The front runners veered around the hill, at first avoiding the thorn and fire defences but with the springbok in such vast numbers an antelope tsunami could only be held off for so long. Soon they were colliding with the defences. The injured and those who fell were often trampled by others. When the barrier could take it no longer the springbok ran among the cattle which had little choice but to join the rampage.

Gert claims the dust cloud was so thick it became hard to breathe. His wife covered their children with blankets in a desperate attempt to prevent them from being smothered. It took around an hour for the bulk of the charge to pass. The stragglers and wounded continued to pass in smaller numbers for some time afterwards.  The dust-covered camp became the site of piles of crushed and wounded springbok, the cattle gone and vegetation under foot destroyed. Gullies in the veld were filled with dead springbok. Those hesitating at the edge had been pushed in and trampled by those behind. After two weeks of searching only half the cattle were recovered. It sounds impressive but "majestically" doesn't sound like the correct word to describe the way they swept across the plains.
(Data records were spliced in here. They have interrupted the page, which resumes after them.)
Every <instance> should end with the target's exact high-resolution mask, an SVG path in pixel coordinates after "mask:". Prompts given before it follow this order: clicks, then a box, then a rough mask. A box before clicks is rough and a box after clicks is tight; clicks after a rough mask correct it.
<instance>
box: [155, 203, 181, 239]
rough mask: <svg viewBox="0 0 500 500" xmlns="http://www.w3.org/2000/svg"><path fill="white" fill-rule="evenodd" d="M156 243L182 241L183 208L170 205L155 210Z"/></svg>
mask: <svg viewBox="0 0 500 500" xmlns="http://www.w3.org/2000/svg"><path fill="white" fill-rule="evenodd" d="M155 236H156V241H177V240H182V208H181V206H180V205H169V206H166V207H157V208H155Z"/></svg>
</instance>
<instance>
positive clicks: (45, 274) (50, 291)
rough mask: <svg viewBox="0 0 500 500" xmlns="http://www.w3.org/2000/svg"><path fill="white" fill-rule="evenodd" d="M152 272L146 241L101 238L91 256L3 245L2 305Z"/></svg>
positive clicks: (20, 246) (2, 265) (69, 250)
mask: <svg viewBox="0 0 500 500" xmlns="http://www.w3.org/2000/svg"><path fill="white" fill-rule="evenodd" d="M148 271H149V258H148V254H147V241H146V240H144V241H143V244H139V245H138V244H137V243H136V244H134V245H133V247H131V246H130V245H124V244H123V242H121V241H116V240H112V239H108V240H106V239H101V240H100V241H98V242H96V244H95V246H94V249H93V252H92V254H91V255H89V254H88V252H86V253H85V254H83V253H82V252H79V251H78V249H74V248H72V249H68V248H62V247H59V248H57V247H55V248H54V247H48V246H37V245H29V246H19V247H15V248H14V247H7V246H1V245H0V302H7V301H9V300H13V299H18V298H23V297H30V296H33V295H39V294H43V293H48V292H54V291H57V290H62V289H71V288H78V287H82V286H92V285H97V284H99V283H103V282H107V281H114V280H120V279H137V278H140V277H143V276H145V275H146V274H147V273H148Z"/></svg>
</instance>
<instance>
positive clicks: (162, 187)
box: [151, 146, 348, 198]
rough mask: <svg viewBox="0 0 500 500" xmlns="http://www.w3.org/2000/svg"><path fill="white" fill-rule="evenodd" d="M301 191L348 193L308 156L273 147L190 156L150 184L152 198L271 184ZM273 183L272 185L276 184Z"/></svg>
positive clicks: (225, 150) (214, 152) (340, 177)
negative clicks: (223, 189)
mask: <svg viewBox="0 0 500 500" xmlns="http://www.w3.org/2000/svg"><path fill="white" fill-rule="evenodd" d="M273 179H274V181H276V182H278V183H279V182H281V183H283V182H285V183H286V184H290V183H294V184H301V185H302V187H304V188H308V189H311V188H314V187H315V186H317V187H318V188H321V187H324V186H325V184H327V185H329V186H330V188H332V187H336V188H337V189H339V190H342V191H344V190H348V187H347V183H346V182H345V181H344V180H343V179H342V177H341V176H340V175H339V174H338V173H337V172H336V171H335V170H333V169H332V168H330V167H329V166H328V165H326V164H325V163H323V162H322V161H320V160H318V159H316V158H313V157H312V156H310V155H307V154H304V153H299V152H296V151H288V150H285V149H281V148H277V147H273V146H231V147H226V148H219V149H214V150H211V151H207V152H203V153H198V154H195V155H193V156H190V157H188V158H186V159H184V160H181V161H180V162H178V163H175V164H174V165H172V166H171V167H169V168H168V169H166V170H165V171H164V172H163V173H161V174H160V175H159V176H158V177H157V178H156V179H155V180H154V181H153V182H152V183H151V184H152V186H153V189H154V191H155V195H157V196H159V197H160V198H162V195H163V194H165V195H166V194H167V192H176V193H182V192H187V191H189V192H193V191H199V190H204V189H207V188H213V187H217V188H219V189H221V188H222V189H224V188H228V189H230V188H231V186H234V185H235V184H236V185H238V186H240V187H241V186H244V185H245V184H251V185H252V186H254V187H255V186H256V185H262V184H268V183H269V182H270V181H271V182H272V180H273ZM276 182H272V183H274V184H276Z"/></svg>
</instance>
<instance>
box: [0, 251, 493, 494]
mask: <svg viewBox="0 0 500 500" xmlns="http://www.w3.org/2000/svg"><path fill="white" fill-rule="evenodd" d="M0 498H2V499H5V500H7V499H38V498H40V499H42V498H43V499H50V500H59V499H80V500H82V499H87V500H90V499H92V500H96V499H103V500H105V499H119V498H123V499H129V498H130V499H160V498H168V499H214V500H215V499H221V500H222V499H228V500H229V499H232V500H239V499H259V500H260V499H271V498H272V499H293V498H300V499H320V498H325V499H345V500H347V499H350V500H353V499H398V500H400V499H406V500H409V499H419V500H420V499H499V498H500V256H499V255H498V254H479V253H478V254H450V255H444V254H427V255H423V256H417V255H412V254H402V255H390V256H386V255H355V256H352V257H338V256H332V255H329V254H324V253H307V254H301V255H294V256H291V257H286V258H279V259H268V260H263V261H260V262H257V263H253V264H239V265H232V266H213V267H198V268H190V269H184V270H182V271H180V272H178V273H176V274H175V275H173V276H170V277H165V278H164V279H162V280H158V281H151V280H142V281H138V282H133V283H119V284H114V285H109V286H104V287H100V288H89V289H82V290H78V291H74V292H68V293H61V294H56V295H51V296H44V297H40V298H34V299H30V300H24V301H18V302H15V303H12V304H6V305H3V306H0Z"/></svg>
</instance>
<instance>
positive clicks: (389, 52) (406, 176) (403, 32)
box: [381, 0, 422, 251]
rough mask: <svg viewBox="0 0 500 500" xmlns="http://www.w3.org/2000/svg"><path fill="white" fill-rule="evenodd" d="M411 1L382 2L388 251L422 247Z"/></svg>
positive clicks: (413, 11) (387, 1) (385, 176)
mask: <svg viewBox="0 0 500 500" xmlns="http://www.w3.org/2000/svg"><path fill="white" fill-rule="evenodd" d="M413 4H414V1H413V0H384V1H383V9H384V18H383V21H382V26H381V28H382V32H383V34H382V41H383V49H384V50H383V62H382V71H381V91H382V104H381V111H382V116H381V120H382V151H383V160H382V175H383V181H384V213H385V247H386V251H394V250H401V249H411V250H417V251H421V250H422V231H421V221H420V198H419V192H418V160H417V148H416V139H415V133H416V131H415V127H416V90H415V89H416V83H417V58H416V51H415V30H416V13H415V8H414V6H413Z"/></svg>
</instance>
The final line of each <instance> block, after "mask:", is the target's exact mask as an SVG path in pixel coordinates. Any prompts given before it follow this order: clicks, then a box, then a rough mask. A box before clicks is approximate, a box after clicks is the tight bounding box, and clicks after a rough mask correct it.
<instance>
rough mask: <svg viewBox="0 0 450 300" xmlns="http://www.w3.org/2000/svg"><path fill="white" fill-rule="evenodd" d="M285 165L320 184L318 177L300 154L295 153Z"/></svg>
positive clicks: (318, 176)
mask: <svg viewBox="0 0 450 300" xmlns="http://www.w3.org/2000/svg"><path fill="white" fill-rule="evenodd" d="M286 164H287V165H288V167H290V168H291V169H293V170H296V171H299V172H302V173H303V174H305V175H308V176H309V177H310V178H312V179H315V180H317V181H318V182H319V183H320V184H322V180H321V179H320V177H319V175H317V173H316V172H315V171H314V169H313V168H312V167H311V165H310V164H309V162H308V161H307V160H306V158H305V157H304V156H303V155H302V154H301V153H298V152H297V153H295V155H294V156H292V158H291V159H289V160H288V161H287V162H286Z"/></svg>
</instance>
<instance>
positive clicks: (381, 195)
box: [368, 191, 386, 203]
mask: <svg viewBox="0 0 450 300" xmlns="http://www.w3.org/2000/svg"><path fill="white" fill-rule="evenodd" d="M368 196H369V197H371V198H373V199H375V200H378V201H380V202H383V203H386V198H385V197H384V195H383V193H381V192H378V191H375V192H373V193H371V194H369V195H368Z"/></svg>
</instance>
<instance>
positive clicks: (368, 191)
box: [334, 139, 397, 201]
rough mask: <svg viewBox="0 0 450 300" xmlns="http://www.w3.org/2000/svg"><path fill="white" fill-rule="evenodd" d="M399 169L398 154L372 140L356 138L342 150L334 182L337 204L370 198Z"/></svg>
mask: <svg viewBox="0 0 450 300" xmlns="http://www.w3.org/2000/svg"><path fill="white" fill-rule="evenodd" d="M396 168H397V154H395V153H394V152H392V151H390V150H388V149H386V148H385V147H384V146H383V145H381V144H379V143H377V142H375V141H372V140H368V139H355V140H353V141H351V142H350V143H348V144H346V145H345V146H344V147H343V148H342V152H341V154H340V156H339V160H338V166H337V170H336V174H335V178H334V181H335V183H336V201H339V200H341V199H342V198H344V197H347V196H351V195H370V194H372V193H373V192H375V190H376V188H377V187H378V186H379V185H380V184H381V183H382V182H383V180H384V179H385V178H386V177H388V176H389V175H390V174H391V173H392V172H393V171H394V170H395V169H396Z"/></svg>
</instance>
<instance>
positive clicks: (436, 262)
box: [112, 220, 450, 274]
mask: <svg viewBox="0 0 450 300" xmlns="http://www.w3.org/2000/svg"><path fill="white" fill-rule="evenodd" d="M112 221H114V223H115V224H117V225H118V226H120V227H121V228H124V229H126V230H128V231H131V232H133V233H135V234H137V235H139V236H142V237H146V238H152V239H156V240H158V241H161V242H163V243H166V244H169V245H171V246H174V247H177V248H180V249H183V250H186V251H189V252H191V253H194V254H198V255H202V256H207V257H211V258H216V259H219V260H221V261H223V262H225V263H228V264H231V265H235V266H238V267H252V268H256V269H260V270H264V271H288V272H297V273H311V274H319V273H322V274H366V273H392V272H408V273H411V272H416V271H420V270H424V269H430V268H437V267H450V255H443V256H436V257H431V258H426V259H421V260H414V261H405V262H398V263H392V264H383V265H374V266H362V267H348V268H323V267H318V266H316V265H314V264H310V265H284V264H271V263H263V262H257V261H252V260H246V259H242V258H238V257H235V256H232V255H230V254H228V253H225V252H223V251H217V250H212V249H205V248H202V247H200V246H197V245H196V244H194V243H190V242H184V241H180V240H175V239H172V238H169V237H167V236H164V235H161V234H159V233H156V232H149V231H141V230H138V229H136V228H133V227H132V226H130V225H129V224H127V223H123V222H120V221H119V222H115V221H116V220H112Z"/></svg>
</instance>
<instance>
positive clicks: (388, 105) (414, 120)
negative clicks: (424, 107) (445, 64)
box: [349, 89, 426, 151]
The end of Africa's greatest animal spectacular

This migration no longer takes place. Hunting, roads, fences, towns, farming and other human developments mean that the most recent large scale migration was in 1896. We'll never know the full intricacies, routes and biology behind the migration which was never studied by scientists. It is perhaps one of the most shocking examples of human impacts on South African wildlife. I doubt Gert and his group would have conceived of the total annihilation of such a huge biological event within a few years of their experience. South Africa's most spectacular remaining migration is the sardine run, perhaps human impacts such as over-fishing could lead to the end of that migration in our lifetimes too. I doubt that seems more unlikely to us than the loss of the springbok migration would have done to Gert.
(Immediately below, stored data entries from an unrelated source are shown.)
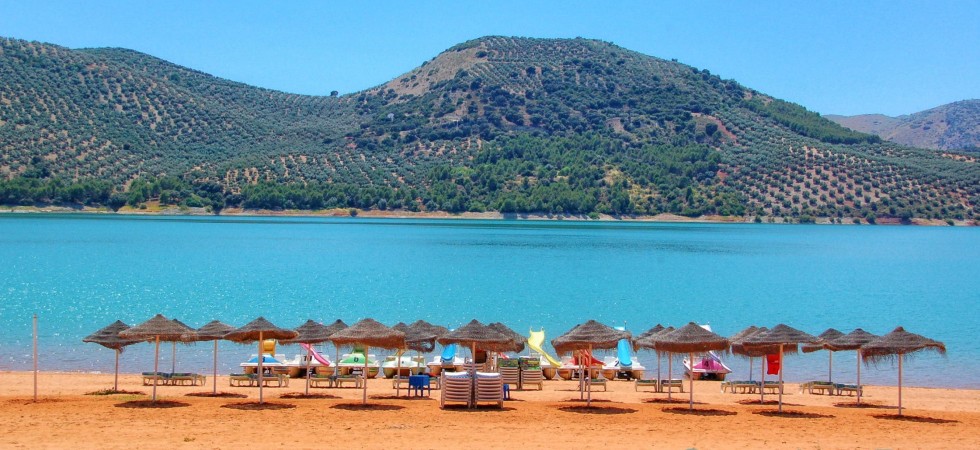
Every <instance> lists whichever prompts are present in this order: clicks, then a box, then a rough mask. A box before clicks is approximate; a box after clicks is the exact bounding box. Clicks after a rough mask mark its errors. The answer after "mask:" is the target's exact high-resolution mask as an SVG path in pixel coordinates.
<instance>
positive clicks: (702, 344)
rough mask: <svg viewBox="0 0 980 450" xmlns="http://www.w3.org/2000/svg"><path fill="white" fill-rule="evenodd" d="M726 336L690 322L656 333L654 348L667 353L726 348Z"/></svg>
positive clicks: (727, 341)
mask: <svg viewBox="0 0 980 450" xmlns="http://www.w3.org/2000/svg"><path fill="white" fill-rule="evenodd" d="M728 344H729V343H728V338H725V337H722V336H719V335H718V334H715V333H713V332H711V331H708V330H706V329H704V327H702V326H700V325H698V324H696V323H694V322H690V323H688V324H687V325H684V326H683V327H680V328H678V329H676V330H674V331H671V332H670V333H664V334H662V335H658V337H657V339H656V342H655V343H654V348H655V349H657V350H659V351H662V352H669V353H703V352H708V351H711V350H724V349H726V348H728Z"/></svg>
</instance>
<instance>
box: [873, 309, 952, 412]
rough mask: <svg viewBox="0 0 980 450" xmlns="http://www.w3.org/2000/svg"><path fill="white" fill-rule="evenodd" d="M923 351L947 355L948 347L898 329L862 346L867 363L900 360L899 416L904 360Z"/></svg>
mask: <svg viewBox="0 0 980 450" xmlns="http://www.w3.org/2000/svg"><path fill="white" fill-rule="evenodd" d="M922 350H933V351H935V352H937V353H939V354H940V355H945V354H946V345H945V344H943V343H942V342H939V341H935V340H932V339H929V338H927V337H924V336H921V335H918V334H915V333H909V332H908V331H905V329H904V328H902V327H898V328H895V329H894V330H892V332H891V333H888V334H886V335H884V336H882V337H880V338H878V339H875V340H874V341H871V342H869V343H867V344H865V345H863V346H861V356H862V357H863V358H864V361H865V363H868V362H872V363H877V362H878V361H883V360H891V359H898V415H902V360H904V359H905V358H907V357H909V356H910V355H912V354H914V353H916V352H919V351H922Z"/></svg>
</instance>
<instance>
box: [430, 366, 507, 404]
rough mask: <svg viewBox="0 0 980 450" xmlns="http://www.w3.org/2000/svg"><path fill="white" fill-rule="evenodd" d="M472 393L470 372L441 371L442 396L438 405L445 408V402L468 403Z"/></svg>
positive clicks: (453, 402) (439, 400)
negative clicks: (442, 371) (470, 377)
mask: <svg viewBox="0 0 980 450" xmlns="http://www.w3.org/2000/svg"><path fill="white" fill-rule="evenodd" d="M501 390H503V388H501ZM472 395H473V381H472V379H471V378H470V374H468V373H466V372H443V375H442V396H441V398H440V399H439V406H440V407H441V408H445V407H446V403H466V404H467V405H470V404H471V403H470V401H471V397H472Z"/></svg>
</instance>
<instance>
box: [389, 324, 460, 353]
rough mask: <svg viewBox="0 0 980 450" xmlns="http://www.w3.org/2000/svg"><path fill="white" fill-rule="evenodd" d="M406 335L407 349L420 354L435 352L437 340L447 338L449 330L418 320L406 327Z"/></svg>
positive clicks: (443, 327) (405, 342) (444, 327)
mask: <svg viewBox="0 0 980 450" xmlns="http://www.w3.org/2000/svg"><path fill="white" fill-rule="evenodd" d="M399 331H402V330H399ZM404 333H405V346H406V347H408V348H409V349H411V350H415V351H419V352H431V351H432V350H435V347H436V339H439V338H440V337H442V336H445V335H446V334H447V333H449V330H447V329H446V327H440V326H438V325H433V324H431V323H429V322H426V321H424V320H416V321H415V322H413V323H412V324H411V325H407V326H406V327H405V331H404Z"/></svg>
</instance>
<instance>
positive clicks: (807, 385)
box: [800, 381, 836, 395]
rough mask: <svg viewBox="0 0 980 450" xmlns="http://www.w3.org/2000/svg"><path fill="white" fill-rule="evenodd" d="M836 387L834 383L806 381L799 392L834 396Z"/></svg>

A complex natural activity like the great springbok migration can't ever be recreated. It's neither practically possible to reconnect the huge tracts of land now bisected by roads and fences and used for farming and other human uses nor to recreate a complex behaviour such as a migration. Conservation strategies need to move with both the times and realities of human land use. One such project, in the region of the springbok migration, which does so is the Mountain Zebra-Camdeboo Corridor Project. It's aim is not to drop fences, dig up roads, encourage a migration or convert the use of farms neighbouring the national parks but rather to preserve the veld. Early indications are that this unique partnership between land owners and two national parks is going to be hugely successful and could be a model project for the future. It's a project I'll write  about for Africa Geographic in the main magazine and the link to this subsequent article will be on this website as soon as it's published in Africa Geographic.